Israeli unmanned air vehicle manufacturer Innocon is converting a two-seat ultralight into a UAV targeted at the global fishery patrol market. The company says negotiations are under way with an undisclosed country that is suffering illegal fishing activities within its territorial waters.
Michael Armon, president of Innocon, says illegal fishing within international waters is a growing problem. "Some countries suffer tens of millions of dollars losses a year from these acts of piracy," he says.
Many commercial ships have automatic identification systems that transmit a ship's position, heading, speed and maritime identification number. Many also have vessel monitoring systems that allow fisheries regulatory organisations to monitor the position, time at position, course and speed of fishing vessels within the territorial waters of a country or a subdivision of a country.
However, neither system provides the necessary tool to positively identify the ships that are fishing illegally, says Innocon.
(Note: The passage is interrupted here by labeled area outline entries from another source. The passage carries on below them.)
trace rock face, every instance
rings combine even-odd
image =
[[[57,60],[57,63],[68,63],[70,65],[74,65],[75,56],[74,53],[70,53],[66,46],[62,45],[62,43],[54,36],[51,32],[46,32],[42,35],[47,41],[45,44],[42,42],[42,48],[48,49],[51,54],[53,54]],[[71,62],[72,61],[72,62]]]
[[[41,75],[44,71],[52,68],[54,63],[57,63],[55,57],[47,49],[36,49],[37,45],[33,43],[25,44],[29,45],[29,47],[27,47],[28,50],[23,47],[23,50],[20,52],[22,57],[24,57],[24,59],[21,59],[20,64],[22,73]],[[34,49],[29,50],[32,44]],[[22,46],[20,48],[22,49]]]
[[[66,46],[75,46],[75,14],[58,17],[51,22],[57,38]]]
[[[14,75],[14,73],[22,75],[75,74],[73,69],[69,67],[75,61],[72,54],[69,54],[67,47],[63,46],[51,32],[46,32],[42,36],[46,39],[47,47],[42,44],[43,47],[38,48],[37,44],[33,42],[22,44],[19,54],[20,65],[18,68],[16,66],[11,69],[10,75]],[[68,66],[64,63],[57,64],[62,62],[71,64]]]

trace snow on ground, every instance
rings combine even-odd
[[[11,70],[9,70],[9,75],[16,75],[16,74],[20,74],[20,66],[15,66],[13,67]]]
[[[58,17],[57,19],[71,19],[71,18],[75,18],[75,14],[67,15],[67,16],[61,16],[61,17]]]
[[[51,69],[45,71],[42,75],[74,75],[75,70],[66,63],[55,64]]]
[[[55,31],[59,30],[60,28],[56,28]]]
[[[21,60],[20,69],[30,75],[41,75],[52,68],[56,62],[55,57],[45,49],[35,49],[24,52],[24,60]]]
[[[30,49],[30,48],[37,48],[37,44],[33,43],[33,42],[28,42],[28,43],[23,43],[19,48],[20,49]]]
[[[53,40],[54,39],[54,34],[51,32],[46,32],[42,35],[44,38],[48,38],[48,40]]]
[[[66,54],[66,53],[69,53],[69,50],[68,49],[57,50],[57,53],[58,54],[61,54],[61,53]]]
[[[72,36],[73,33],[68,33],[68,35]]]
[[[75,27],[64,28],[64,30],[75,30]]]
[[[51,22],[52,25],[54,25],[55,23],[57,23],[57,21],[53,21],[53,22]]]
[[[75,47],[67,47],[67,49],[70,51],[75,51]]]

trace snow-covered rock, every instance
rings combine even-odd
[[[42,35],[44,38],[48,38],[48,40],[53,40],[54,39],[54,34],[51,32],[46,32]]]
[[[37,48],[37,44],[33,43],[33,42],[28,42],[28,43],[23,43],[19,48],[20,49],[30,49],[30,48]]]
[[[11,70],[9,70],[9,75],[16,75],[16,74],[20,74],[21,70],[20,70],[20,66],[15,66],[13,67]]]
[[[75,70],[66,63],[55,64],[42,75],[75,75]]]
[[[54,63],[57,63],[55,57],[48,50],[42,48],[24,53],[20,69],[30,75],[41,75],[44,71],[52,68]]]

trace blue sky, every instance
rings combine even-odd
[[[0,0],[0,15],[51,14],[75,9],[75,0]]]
The Holon-based company has selected the Martin-3 high performance ultralight manufactured by privately owned Spanish airframer Colyaer. The ultralight will be adapted for tracking and identifying suspected unauthorised ships.
The UAV variant, scheduled to fly in 2011, will have a maximum take-off weight of 960kg (520lb) and a 150kg payload. Armon says the aircraft will be equipped with a satellite communication system that will allow it to transmit the images across great distances. The aircraft will also have a 24h endurance.